What is the difference between pretraining, fine-tuning, instruction-tuning, and RLHF?
Pretraining teaches a model general language structure by predicting tokens across a massive corpus; fine-tuning adapts the pretrained weights to a narrower task or domain using supervised data; instruction-tuning is supervised fine-tuning specifically on (instruction, response) pairs so the model follows directives; RLHF further aligns the model to human preferences by training a reward model on ranked responses and using it as a signal for policy optimisation with PPO or a similar algorithm.
How to think about it
These four stages are a rough pipeline. Each builds on the previous: you cannot RLHF a model that has not first learned language.
Pretraining
The model is trained on a large, diverse corpus (web text, books, code) using next-token prediction as the sole objective. No labels. No task. The model learns grammar, factual associations, reasoning patterns, and latent world structure purely from co-occurrence statistics. This stage is compute-intensive — training GPT-4-scale models costs tens of millions of dollars — but it is run once and the weights are reused downstream.

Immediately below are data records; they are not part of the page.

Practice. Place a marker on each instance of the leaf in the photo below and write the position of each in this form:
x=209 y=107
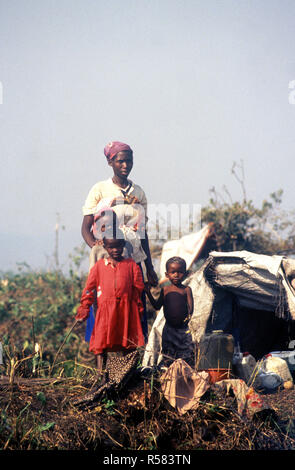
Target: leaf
x=45 y=427
x=41 y=397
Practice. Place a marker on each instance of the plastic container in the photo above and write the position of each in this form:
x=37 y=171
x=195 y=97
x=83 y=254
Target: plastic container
x=215 y=375
x=216 y=351
x=268 y=380
x=244 y=367
x=288 y=356
x=277 y=365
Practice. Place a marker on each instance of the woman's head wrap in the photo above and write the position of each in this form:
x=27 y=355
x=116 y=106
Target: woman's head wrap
x=113 y=148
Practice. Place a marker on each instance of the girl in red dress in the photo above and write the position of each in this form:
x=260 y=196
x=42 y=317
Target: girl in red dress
x=118 y=283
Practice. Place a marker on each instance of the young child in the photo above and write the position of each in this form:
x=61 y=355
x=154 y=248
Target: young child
x=178 y=305
x=118 y=284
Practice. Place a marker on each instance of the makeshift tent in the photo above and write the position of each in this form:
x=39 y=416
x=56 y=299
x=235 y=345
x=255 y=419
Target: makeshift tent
x=189 y=247
x=242 y=293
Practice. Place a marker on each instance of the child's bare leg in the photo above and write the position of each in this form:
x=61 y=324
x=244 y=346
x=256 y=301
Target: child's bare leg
x=101 y=363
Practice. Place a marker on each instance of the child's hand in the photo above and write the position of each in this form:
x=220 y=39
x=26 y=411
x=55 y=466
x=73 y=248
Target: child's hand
x=80 y=320
x=146 y=287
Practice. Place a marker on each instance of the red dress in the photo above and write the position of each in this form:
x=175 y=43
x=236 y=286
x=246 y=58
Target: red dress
x=117 y=321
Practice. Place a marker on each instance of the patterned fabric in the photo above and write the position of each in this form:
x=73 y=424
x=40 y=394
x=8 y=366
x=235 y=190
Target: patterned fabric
x=120 y=369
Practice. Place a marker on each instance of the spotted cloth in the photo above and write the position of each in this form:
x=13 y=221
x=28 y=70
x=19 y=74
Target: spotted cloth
x=120 y=369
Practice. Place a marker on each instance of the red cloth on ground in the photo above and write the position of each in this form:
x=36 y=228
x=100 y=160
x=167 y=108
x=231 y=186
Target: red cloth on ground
x=117 y=322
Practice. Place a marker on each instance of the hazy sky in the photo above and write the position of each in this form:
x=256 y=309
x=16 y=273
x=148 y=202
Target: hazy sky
x=191 y=85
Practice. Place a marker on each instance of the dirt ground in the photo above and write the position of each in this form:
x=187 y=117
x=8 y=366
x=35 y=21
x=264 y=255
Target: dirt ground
x=39 y=415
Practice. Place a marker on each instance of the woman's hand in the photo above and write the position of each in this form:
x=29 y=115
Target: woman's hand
x=152 y=277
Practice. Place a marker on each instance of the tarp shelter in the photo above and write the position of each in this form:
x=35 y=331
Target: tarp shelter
x=242 y=293
x=189 y=247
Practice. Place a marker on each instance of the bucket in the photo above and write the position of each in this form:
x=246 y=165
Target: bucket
x=288 y=356
x=268 y=380
x=278 y=366
x=244 y=367
x=215 y=351
x=215 y=375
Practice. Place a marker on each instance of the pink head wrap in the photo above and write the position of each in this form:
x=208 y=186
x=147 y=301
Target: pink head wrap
x=113 y=148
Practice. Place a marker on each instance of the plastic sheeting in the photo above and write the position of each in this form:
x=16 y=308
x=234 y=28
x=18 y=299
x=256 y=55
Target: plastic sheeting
x=256 y=283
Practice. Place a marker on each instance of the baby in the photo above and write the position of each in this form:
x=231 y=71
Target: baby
x=178 y=305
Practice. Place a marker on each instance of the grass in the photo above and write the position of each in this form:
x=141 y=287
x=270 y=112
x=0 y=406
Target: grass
x=38 y=386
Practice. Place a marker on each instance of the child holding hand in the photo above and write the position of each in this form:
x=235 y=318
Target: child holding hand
x=178 y=305
x=118 y=284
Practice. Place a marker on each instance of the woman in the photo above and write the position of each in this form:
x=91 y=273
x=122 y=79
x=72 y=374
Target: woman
x=128 y=201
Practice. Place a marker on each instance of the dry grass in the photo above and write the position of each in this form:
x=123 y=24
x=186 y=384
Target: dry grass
x=39 y=414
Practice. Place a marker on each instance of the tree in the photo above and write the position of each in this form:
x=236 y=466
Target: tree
x=242 y=226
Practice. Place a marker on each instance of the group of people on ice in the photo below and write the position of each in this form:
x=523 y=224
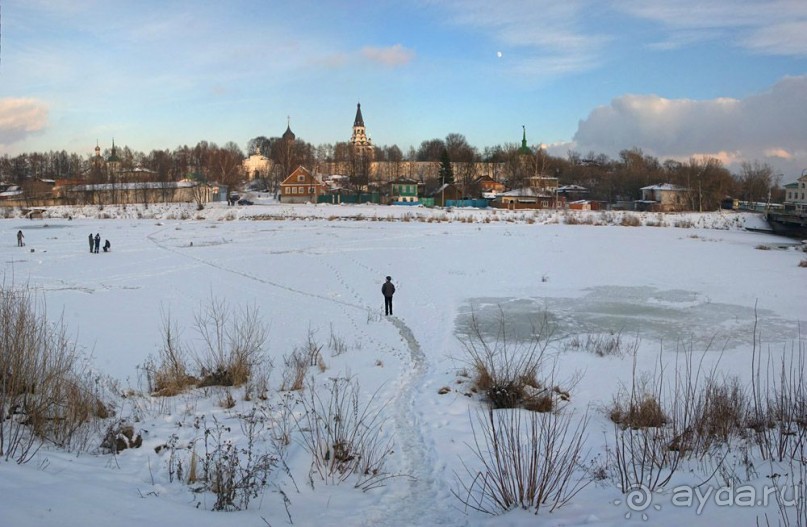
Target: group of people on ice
x=95 y=244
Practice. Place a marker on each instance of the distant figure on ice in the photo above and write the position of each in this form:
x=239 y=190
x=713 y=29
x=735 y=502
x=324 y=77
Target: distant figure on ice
x=388 y=289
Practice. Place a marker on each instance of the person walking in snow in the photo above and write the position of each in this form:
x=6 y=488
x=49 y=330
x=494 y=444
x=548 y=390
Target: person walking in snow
x=388 y=289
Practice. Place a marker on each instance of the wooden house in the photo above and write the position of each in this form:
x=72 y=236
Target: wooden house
x=404 y=191
x=301 y=187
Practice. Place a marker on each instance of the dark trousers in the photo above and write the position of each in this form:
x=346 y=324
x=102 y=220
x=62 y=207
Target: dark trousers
x=387 y=305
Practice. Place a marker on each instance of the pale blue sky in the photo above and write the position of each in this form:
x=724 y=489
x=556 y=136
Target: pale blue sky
x=674 y=77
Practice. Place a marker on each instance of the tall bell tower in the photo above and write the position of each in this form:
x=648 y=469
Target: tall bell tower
x=359 y=140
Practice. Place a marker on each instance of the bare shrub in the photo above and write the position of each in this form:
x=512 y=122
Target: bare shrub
x=604 y=344
x=169 y=376
x=723 y=412
x=503 y=370
x=779 y=408
x=294 y=371
x=639 y=411
x=344 y=436
x=45 y=392
x=235 y=473
x=524 y=459
x=642 y=452
x=232 y=343
x=336 y=344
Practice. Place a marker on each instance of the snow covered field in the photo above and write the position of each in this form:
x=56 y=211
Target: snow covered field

Supervised fine-tuning (SFT)
The pretrained weights are updated using a curated dataset of (input, desired output) pairs for a specific task or domain. SFT requires far less compute than pretraining but demands high-quality labeled data. Domain fine-tuning (e.g., medical notes) shifts the model’s knowledge distribution; task fine-tuning (e.g., classification) reshapes its output format.
Instruction-tuning
A specialised form of SFT where training examples are (instruction, response) pairs written to make the model follow natural-language directives. InstructGPT and FLAN are canonical examples. The model learns to interpret the prompt as a command rather than a completion target. Without instruction-tuning, pretrained models tend to continue the prompt rather than answer it.
RLHF (Reinforcement Learning from Human Feedback)
RLHF adds a preference signal on top of SFT.
- Collect comparisons: human annotators rank multiple model responses from best to worst.
- Train a reward model (RM): a separate model learns to predict which response a human would prefer.
- RL optimisation: the policy (the LLM) is updated via PPO (or similar) to maximise expected reward from the RM, subject to a KL penalty that prevents it from drifting too far from the SFT baseline.
RLHF is expensive and sensitive to reward-model quality. DPO (Direct Preference Optimisation) is a more recent alternative that skips the separate RM step.